A barrage of flaming arrows rose like a flock of firebirds. They struck the walls of the outpost.
The thunder of was like no sound Killeen had ever heard. It pounded through his eardrums like a battalion of galloping horses. He was blinded by the eruption.
The ground shook. The horses reared. Gritting his teeth, Killeen clung to his reigns, every muscle straining to stop Lump from bolting. The horse rounded and started inland, but Killeen yanked him back around and was nearly hit by Falk, who had dumped Lasair and was racing away. When Falk had to swerve around Lump, he hesitated and slowed a few feet away. He looked back, blustering and tossing his head. Cuana dismounted a nervous, but obedient Orkan, to check on Lasair.
Cuana helped Lasair to his feet. “Are you—”
“Fine!” Lasair bellowed, rubbing the back of his head and casting a murderous glare back at the ruined outpost. He swore. “I’m fine.”
Killeen blinked the afterimage of the explosion from his vision.
Cuana and Lasair stood near the drop, where the narrow road swept down, zig-zagging to the harbor, looking up at him, as if he knew what it was they should do. He was about to tell them they should wait for reinforcements as Conlan had instructed. But then, Orkan whinnied in fear.
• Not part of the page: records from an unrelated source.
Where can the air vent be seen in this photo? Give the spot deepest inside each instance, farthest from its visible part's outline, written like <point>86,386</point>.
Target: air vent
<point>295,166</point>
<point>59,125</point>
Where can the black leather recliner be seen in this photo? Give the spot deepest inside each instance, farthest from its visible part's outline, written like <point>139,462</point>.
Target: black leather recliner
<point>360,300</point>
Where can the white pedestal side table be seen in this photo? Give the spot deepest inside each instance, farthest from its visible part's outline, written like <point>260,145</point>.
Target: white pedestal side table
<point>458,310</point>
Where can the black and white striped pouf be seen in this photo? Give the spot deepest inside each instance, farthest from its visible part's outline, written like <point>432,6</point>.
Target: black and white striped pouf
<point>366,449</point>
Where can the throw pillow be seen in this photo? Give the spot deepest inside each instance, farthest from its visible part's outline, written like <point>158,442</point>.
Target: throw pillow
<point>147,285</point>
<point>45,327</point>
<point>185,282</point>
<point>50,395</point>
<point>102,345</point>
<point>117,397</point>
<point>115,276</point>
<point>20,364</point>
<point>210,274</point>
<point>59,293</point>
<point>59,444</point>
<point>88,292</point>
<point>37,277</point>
Cuana and Lasair barely had the chance to pull their swords before they were set upon.
Four Ulic leaped at them in dark blurs, like creatures of the fire smoke, armed with faintly glowing bluish swords.
Lasair was knocked to his back almost immediately.
Cuana twisted away in time to keep from losing his head.
Killeen blocked the strike intended for Lump and kicked the Ulic in the face, dropping him to the ground.
Lump reared and trampled the fallen Ulic. His skull cracked.
Four more appeared.
Cuana dispatched his first opponent, only to be met by two more.
Killeen slashed down at one, who stumbled. When Lump’s shoulder was grazed by the second, Killeen dismounted and forced the two Ulic back. Without shield, without armor.
He ran one through and shoved the other away.
As he did, three more climbed to rise from the road, but these moved without haste.
Their fluid ease dizzied Killeen, who’s mind was buzzing from the flurry of the fight, the smoke, the blood burning against his numb cheeks.
The newcomers were older than the first assailants.
One among the three prowled onto the rise in a billow of purple-lined black silk. The man’s head was shaved, his dark bronze scalp shining. His beard was black but for two white stripes either side of his mouth. His clothes were not embellished, as the others were, and he wore no jewelry, except for on his left ear, where along the curve of his lobe, sat a gold crescent.
The sight of him caused Killeen to freeze, his breath to seize, his grip on his sword to slacken.
The inkwells of his eyes settled on Killeen and then seemed to move through him, as though Killeen wasn’t there, as though he was no threat, as though he were already dead.
To show his utter disdain, the man mumbled to his two companions, and then turned his back to the knights, to look out over the harbor.
Killeen knew, with dread certainty, it was Arthor.